I started praying immediately collecting back my plantains. I did not stop
praying until I was sure in my spirit I had recovered what she took and gave
her stupid money back to her. Definitely, the plantains she took was the job
and I probably would never have been called at all if I had taken the dream for
granted.
I discovered after I resumed work that out of the ten people
called for the interview, only three of us were chosen and I was the only lady.
I resumed work on April 2nd because April 1st was Easter
Monday that year. This was barely two months after my passing out parade from
NYSC.
It was all like a dream to me. I kept asking myself, “Is
this how levels change, just like that?” I need to add that my first airport
and airplane experience was on my job and all my journeys outside the shores of
Nigeria have been via work assignments and trainings.
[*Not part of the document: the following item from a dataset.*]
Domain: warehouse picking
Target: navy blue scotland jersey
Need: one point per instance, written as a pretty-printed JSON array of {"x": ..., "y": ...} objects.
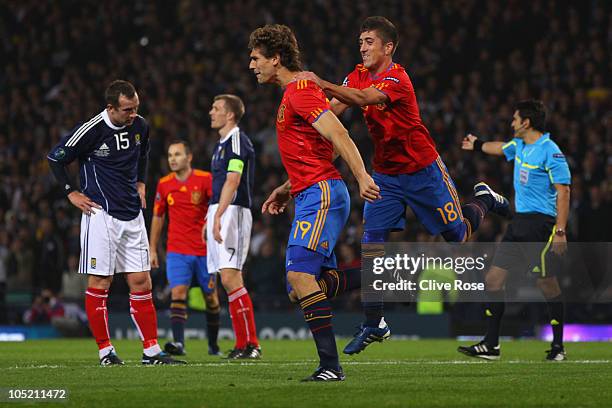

************************************************
When I entered into the year 2012, I had no idea I would be
leaving the country before the year’s end. But I remember I asked after some
female colleagues from another company on the rig and was told they were on
short term assignments outside the country. One was sent to Morocco, another to
the US and the third to another country. I missed them and at the same time I
wished for such an opportunity to be on assignment outside the country for a
few months. I’d been travelling out of the country for trainings before then,
though, but our trainings last for a maximum of one month. I only wished, I
didn’t pray, because it sounded like something too big to pray about and forgot
it all. In April, my boss called me and asked if I would like to join a
programme in my company at the head office in France, the implication was that
I would be living in France while the programme lasted and by the nature of the
programme, I would only be allowed to come home after being away for a stretch
of six months. He added that I should think about it as he did not want me to
cry on his neck later about missing home. I prayed-thought about it and I gave
him my affirmative response. That was how the processing started. I travelled
to France in November, 2012.
Today I am in the US, with the same company and I didn’t
lobby for being here either, God did it Himself, that’s a story for another day.
Incidentally, I came to the US at about the same time my former boss in Nigeria
got transferred to the US as the ops manager. I must say this that it is not
that everything has been perfect and smooth, of course there have been a lot of
tough times, but the Lord has been my succour through it all.
I know that where I am is a place to pass
through, so I am enjoying it while it lasts, I have a bigger picture which will
definitely come to pass by God's grace.